Dying Young
- R
- Year:
- 1991
- 111 min
- 758 Views
# Let's get the rhythm of the hand,
ding, dong.
# Let's get the rhythm of the high jump.
We got the rhythm of the high jump.
# Let's get the rhythm of the high jump.
# We got the rhythm of the high jump.
# Ding, dong, one, two, three, four, five, six.
High jump, high jump, high diddly-dong.
- Hilary!
- What?!
Keys.
You couldn't handle it,
you couldn't handle it.
- These are a collector's item.
- I'm holding for ten minutes already.
And look at that.
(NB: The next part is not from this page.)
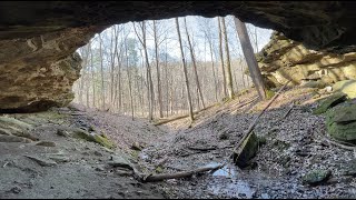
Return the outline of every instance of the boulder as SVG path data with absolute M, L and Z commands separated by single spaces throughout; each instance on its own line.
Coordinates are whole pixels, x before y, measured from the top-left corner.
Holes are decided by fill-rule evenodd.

There's only 39 left.
Oh, I love that hat.
And Roger Callahan, and Misty Ryan,
and the Kinsella boy.
And his sister - what's her name?
- Rosemary.
- Rosemary. Exactly.
Out of that whole gang,
you were the smartest.
- You had the best...
... the best report cards.
And now she's a realtor.
She has a Cadillac with a sign on it.
Could you at least put out
Hello? Oh, look at that. There's only 15 left.
Well, how about the business course, then?
You could go back. You could.
Then call Danny. Tell him...
- A guy cheats on you once...
- Don't.
...and you walk out on him
like he shot somebody.
Go back to him, yell at him, holler at him, but
make something happen for once in your life.
You missed it, Mom.
- 16 Nob Hill?
- Right up those stairs, miss.
Thanks.
- Straight back and to the right.
- Thank you.
- Hi. What's happening?
- Take a seat. Fill this out, please.
Hi.
Does anybody have a pen?
Thank you for coming.
We'll be in touch with the agency.
Ms... O'Neil.
Hi.
I know you're nervous. Yes.
- Please have a seat.
- Everything's in place, so relax.
Yes, bags are packed. Plane is waiting.
Hotel is waiting. All of Japan is waiting.
She's not on the agency list, David.
Yes. Yes.
Uh-huh.
- You're not on the agency list.
- Oh, no. I'm answering the ad.
The very moment, Marvin,
the second. Yes, I promise.
Right. Listen, Marvin, I have to... I have to go.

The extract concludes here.